De jury was het eens met Adams’ argumenten en sprak zes van de soldaten vrij na 2½ uur beraadslaging. Twee van de soldaten werden schuldig bevonden aan doodslag omdat er overweldigend bewijs was dat zij direct op de menigte hadden gevuurd. De beslissingen van de jury suggereren dat zij van mening waren dat de soldaten zich bedreigd hadden gevoeld door de menigte maar hadden moeten wachten met vuren. De veroordeelde soldaten kregen strafvermindering door een beroep te doen op het voordeel van de geestelijkheid, waardoor hun straf werd teruggebracht van een doodvonnis tot het brandmerken van de duim in een openbare rechtszitting.
Patrick Carr’s sterfbedverslag van de gebeurtenis speelde ook een rol bij het vrijpleiten van de acht verdachten van moordaanklachten. De getuigenis van John Jeffries wordt hieronder herdrukt:
Q: Was u de chirurg van Patrick Carr? A: Dat was ik. Q: Was hij bang voor zijn gevaar ? A: Hij vertelde me… hij was een inwoner van Ierland, dat hij vaak menigten had gezien, en soldaten die werden opgeroepen om ze de kop in te drukken… hij had soldaten in Ierland vaak op de mensen zien schieten, maar hij had ze nog nooit in zijn leven half zo veel zien verdragen voordat ze schoten. V: Wanneer had u het laatste gesprek met hem? A: Ongeveer vier uur ’s middags, voorafgaand aan de nacht waarin hij stierf, en hij zei toen in het bijzonder dat hij de man vergaf, wie het ook was die hem neerschoot, hij was ervan overtuigd dat hij geen kwade bedoelingen had, maar vuurde om zichzelf te verdedigen.
Juryleden Edmund Trowbridge en Peter Oliver instrueerden de jury, en Oliver ging specifiek in op de getuigenis van Carr: “Deze Carr stond niet onder ede, dat is waar, maar u zult bepalen of een man die net de eeuwigheid binnenstapt, niet geloofd moet worden, vooral ten gunste van een stel mannen door wie hij zijn leven had verloren”. De getuigenis van Carr is een van de vroegst opgetekende toepassingen van de uitzondering op de ontoelaatbaarheid van horen zeggen in het wetboek van de Verenigde Staten.
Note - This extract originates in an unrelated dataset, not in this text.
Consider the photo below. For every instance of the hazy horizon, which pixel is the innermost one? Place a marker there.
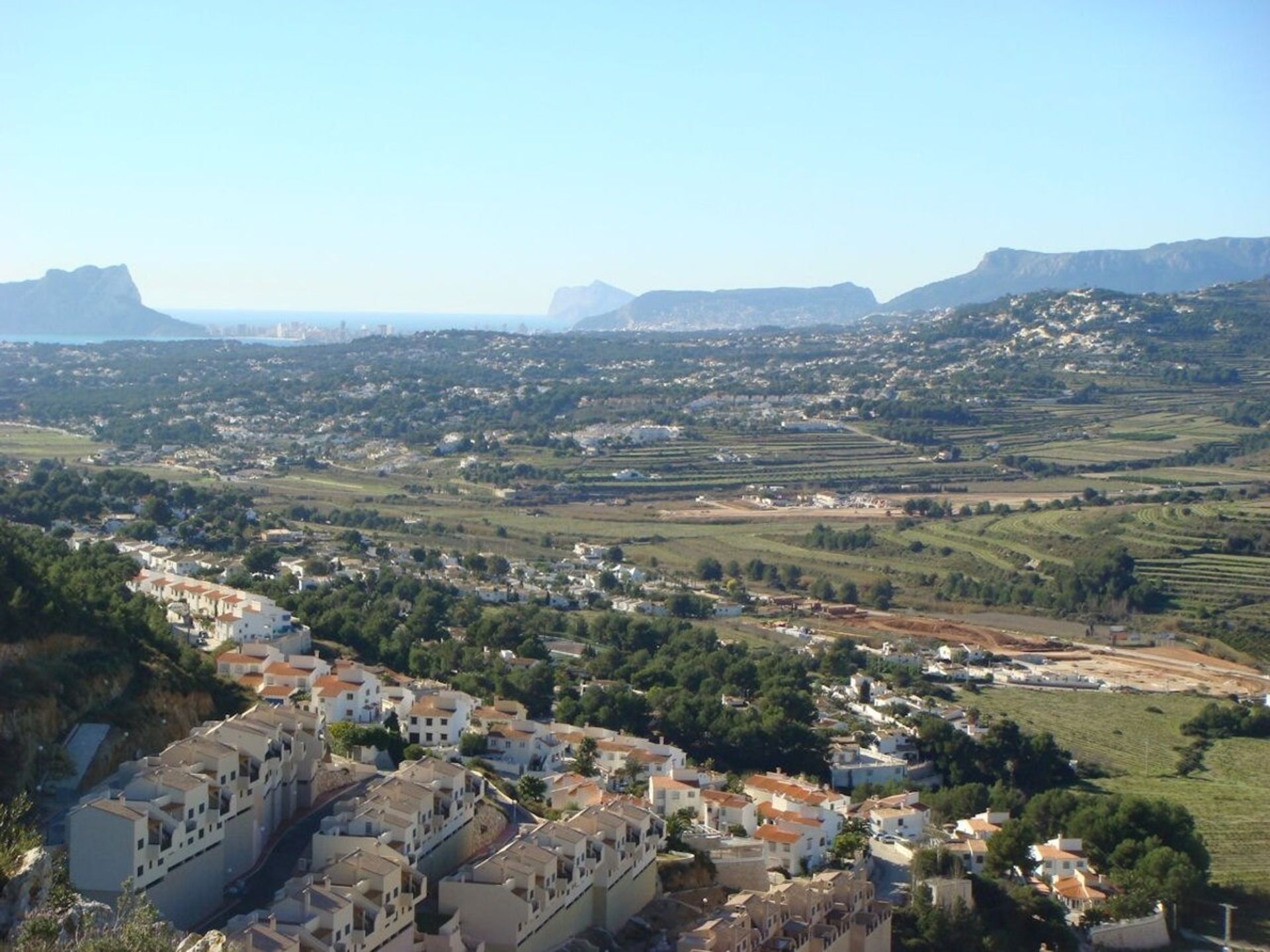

De vier burgers werden op 13 december berecht. De belangrijkste getuige bij de vervolging was een bediende van een van de beschuldigden die beweringen deed die gemakkelijk door getuigen van de verdediging konden worden weerlegd. Zij werden allen vrijgesproken, en de dienaar werd uiteindelijk veroordeeld wegens meineed, gegeseld en verbannen uit de provincie.